The D5000 has Nikon's excellent Active D-Lighting dynamic range booster, which now has four levels of compensation, as well as automatic and off modes. It's a very good system, flattening out the contrast curve to boost shadow detail and subtly dim highlights to avoid burning out. You only really notice the effect in very high contrast situations, but it does work well, with no detectable negative impact on image quality even at the highest setting.
In order to control the camera's considerable versatility the D500 has a dual menu system. The main shooting settings are displayed on the monitor along with basic exposure information, a match-needle meter and a graphic representation of the selected aperture. However to change any settings, such as drive mode or ISO sensitivity, you have to press the bottom left button to bring up the settings display, navigate to and adjust the setting with the D-pad, then press OK to confirm. It's quite a fiddly operation and requires two hands. Other similar control systems on rival camera are a lot more slick and easy to use.
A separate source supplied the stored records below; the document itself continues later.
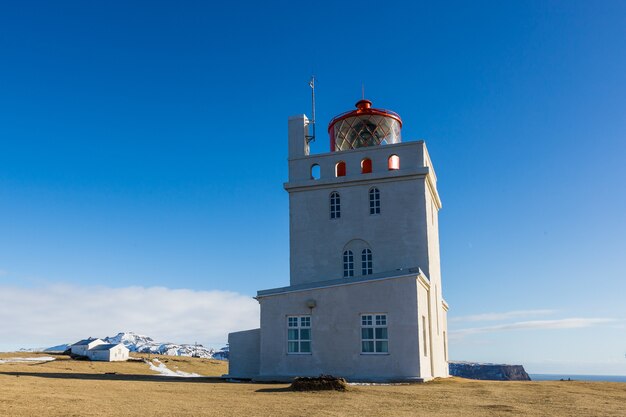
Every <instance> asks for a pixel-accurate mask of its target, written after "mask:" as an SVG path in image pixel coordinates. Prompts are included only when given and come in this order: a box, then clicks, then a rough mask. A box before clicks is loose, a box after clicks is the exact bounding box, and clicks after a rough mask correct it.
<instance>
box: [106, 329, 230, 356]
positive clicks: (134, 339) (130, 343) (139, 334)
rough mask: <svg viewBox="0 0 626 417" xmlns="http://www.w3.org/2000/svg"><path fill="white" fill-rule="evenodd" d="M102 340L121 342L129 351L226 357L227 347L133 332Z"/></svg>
mask: <svg viewBox="0 0 626 417" xmlns="http://www.w3.org/2000/svg"><path fill="white" fill-rule="evenodd" d="M102 340H104V341H105V342H107V343H115V344H117V343H122V344H124V346H126V347H127V348H128V350H130V351H131V352H138V353H153V354H160V355H171V356H195V357H199V358H213V359H228V348H222V349H220V350H215V349H212V348H205V347H204V346H202V345H187V344H177V343H162V342H155V341H154V339H152V338H151V337H148V336H143V335H140V334H137V333H133V332H127V333H118V334H117V335H115V336H110V337H105V338H103V339H102Z"/></svg>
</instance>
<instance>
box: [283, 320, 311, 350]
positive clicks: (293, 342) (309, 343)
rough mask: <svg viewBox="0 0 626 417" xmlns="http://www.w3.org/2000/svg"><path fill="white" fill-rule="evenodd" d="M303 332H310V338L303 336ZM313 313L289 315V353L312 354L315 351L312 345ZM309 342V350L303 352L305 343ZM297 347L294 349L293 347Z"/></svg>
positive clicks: (308, 337)
mask: <svg viewBox="0 0 626 417" xmlns="http://www.w3.org/2000/svg"><path fill="white" fill-rule="evenodd" d="M303 333H304V334H305V335H306V333H308V336H309V337H308V338H306V337H303ZM294 334H295V337H294V336H293V335H294ZM311 339H312V335H311V315H310V314H307V315H300V316H287V354H288V355H310V354H311V352H312V351H313V349H312V345H311ZM307 343H308V347H309V349H308V351H307V352H303V351H302V346H303V344H304V345H305V346H306V344H307ZM294 346H295V347H296V349H293V347H294Z"/></svg>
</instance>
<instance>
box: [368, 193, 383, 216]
mask: <svg viewBox="0 0 626 417" xmlns="http://www.w3.org/2000/svg"><path fill="white" fill-rule="evenodd" d="M369 194H370V214H380V191H379V190H378V188H372V189H371V190H370V192H369Z"/></svg>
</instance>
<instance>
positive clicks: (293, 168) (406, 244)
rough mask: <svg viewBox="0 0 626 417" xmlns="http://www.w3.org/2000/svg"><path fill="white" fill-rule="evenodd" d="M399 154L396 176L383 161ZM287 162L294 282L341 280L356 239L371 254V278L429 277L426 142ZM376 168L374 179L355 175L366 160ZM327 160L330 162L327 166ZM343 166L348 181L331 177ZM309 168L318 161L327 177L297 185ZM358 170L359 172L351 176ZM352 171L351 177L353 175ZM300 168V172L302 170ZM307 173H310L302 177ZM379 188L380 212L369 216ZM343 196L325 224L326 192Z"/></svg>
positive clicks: (314, 281) (299, 282)
mask: <svg viewBox="0 0 626 417" xmlns="http://www.w3.org/2000/svg"><path fill="white" fill-rule="evenodd" d="M391 154H397V155H399V156H400V158H401V160H400V164H401V165H400V167H401V169H400V170H398V171H388V170H387V157H388V156H389V155H391ZM325 155H326V156H325V157H320V156H318V155H314V156H311V157H309V158H305V159H300V160H298V161H290V166H291V168H292V169H294V170H295V171H296V174H293V175H292V174H291V171H290V177H294V178H293V181H291V182H289V183H288V184H286V185H285V188H286V189H287V191H289V205H290V222H289V224H290V276H291V284H292V285H296V284H303V283H309V282H315V281H326V280H330V279H336V278H341V277H342V276H343V260H342V254H343V249H344V247H345V246H346V245H347V244H348V243H349V242H350V241H352V240H354V239H361V240H364V241H365V242H367V243H368V244H369V246H370V247H371V249H372V253H373V265H374V273H380V272H386V271H394V270H396V269H398V268H404V269H408V268H410V267H415V266H419V267H420V268H421V269H422V270H423V271H424V272H425V273H426V275H427V276H430V271H429V267H430V263H429V248H428V245H429V239H428V235H427V234H428V229H427V225H426V222H427V218H428V210H429V206H428V205H427V201H426V198H425V196H426V193H427V190H428V185H427V177H429V178H430V181H431V182H432V181H434V177H433V176H432V175H430V172H431V170H430V168H428V167H425V166H424V165H425V164H424V155H425V147H424V144H423V142H413V143H405V144H398V145H388V146H380V147H372V148H362V149H357V150H353V151H344V152H337V153H332V154H325ZM365 156H367V157H370V158H371V159H372V161H373V164H374V172H372V173H371V174H361V173H360V163H361V160H362V158H363V157H365ZM326 160H328V161H326ZM335 160H336V161H339V160H343V161H345V162H346V163H347V164H348V175H347V176H345V177H339V178H335V177H334V173H332V171H333V170H334V163H335V162H336V161H335ZM311 162H316V163H320V165H321V166H322V171H324V170H326V171H330V174H329V173H327V174H328V175H332V177H331V178H327V179H324V174H323V175H322V179H320V180H317V181H315V180H300V177H301V176H302V175H305V174H304V173H302V172H299V173H298V172H297V171H298V170H299V168H302V167H305V168H306V170H308V169H309V168H308V167H309V165H310V163H311ZM357 168H358V171H356V170H357ZM351 169H352V172H351ZM306 170H305V171H306ZM306 175H308V174H306ZM374 186H375V187H377V188H378V189H379V190H380V199H381V213H380V214H379V215H370V214H369V194H368V193H369V190H370V189H371V188H372V187H374ZM333 191H336V192H338V193H339V194H340V196H341V217H340V218H339V219H330V206H329V198H330V194H331V193H332V192H333ZM354 255H355V272H356V274H357V275H359V274H360V273H361V271H360V269H361V268H360V266H361V256H360V253H355V254H354Z"/></svg>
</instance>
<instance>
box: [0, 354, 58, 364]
mask: <svg viewBox="0 0 626 417" xmlns="http://www.w3.org/2000/svg"><path fill="white" fill-rule="evenodd" d="M55 359H56V358H53V357H52V356H39V357H37V358H5V359H0V363H20V362H50V361H53V360H55Z"/></svg>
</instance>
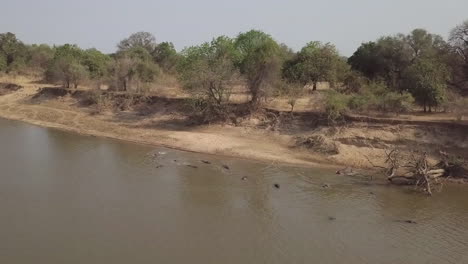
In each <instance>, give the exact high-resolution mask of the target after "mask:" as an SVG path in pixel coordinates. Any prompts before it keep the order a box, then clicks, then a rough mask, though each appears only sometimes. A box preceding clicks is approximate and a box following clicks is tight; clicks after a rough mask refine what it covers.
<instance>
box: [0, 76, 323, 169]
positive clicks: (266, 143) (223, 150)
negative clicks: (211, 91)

Fortunately the main menu is a lot better though out, and includes a very handy "recent settings" page that allows you to quickly undo any changes, and an extensive custom settings menu.
There is also an extensive retouch menu, including D-Lighting adjustment, red-eye correction, cropping, rotation, distortion correction, perspective adjustment, a variety of colour balance and filter effects. There is also a useful in-camera Raw processing option, as well as multi-image overlay and stop-motion animation. It's almost as much fun playing with the retouch menu as it is taking pictures with the camera.